Madara sat down next to Izuna and crossed his arms over his chest. He wanted to say so much, but he knew that silence decreased the likelihood of dismissal. Izuna slowly lowered his head, as if he simply wanted to look across the backyard. Pure white bandages hid the man's empty eye sockets. As if feeling Madara's eyes, Izuna turned his head toward Madara. It was an old gesture, a mistake on his part, and he quickly turned his head away.
"You still won't speak to me?" Izuna remained quiet, though Madara saw the man's hands curl into tight fists. Madara rested a hand atop Izuna's left fist, feeling the tension there. "If you expect an apology, it will be a cold day in hell," Madara grumbled. "At least have the decency to shout at me again."
"So you're having peace talks here."
"Not many others would be willing to host the Senju. I thought it might draw you out, if only to attempt to murder them in your yukata."
"I'm not above it."
Madara smiled at the man, then pulled his hand away. They sat side-by-side and felt the cool breeze on their faces. Winters were usually mild in the Land of Fire. Snow was wonderful, beautiful, but it rarely stayed. Breezes from the west brought heat from the deserts. But the chill of the wind warned of a harsher winter, snow and ice that lingered on the hard ground. In that moment, Izuna looked so young. Madara reached out and ruffled Izuna's hair, getting a warning growl in return. He imagined that Izuna could still fight him. Izuna was always a fighter. Izuna's previous resignation had scared Madara. He worried about his brother's mental health, something no one was capable of curing, despite medical advances. As the days grew shorter, the darkness brought so many problems, problems beyond those associated with frigid nights.
"Give this a chance," Madara finally spoke, forcing thoughts of winter aside. At first, Izuna acted as if he hadn't heard Madara. "I know you heard me, Zuzu," Madara said, baiting the younger man.
"You haven't called me that since we were little. I hated it then, and I hate it now. If you want to lead this clan into the ground, I'm not in a position to do much. I'll be dragged along," Izuna frowned, head lowering as if he meant to see his hands in his lap. "Father would be disappointed in you. He would probably disown you."

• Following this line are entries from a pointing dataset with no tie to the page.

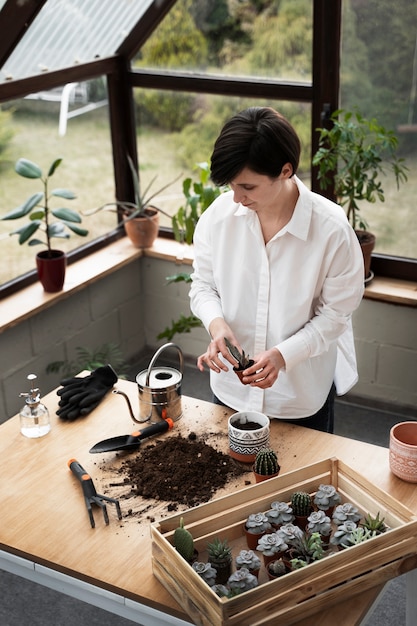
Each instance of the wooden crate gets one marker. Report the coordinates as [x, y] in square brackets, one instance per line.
[302, 592]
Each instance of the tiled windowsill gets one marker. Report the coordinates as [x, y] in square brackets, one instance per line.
[33, 299]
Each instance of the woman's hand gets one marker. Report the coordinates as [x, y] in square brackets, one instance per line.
[218, 330]
[264, 372]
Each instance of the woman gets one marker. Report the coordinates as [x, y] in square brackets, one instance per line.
[278, 270]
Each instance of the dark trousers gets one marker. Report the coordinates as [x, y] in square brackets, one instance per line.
[322, 420]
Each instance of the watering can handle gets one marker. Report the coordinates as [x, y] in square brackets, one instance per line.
[158, 353]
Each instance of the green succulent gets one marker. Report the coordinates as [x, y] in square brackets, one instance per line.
[219, 549]
[266, 462]
[376, 523]
[183, 541]
[242, 358]
[301, 503]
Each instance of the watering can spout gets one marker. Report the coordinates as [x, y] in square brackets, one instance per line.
[159, 390]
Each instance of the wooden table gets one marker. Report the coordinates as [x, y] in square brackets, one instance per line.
[45, 534]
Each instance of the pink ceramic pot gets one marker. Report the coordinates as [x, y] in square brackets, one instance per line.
[403, 451]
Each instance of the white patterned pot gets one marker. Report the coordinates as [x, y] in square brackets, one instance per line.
[403, 451]
[244, 443]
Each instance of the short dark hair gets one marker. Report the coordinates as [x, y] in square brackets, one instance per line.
[259, 138]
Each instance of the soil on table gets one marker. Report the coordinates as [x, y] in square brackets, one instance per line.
[180, 471]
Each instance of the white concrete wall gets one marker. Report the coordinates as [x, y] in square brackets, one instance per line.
[132, 305]
[108, 311]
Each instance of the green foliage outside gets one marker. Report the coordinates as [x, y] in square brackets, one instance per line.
[90, 359]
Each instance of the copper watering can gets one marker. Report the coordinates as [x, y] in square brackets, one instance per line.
[159, 390]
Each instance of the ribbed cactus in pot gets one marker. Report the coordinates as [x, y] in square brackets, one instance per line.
[266, 464]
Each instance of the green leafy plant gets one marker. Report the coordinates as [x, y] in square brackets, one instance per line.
[41, 215]
[219, 549]
[198, 197]
[141, 205]
[198, 194]
[91, 359]
[376, 523]
[242, 358]
[358, 151]
[266, 462]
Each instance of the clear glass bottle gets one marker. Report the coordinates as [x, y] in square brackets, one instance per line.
[34, 416]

"Let him hate me from the depths of hell. What can a dead man do to me?" Madara shrugged his shoulders, though he knew Izuna couldn't see the gesture. Izuna still cared too much about what their father thought of them. Dead or alive, Tajima meant too much to Izuna. If their mother had lived, things would have been different. "Do you trust me?"
"Don't make me answer that."
"I see." Madara rested his hands on his thighs and prepared to stand, but he hesitated at the last moment. "The price of peace is our relationship then, isn't it?"
Madara didn't wait for Izuna to respond. He patted Izuna's left hand, then he stood and went out into the yard. Izuna had peace and quiet again, though they both felt the absence of something between them. Peace cost him his brother. Though Izuna had lived, Madara had still lost him. He only had an empty space within himself where his family had once rested. He chased visions of a better future, and if he ran from walking ghosts and regrets and fears, then so be it.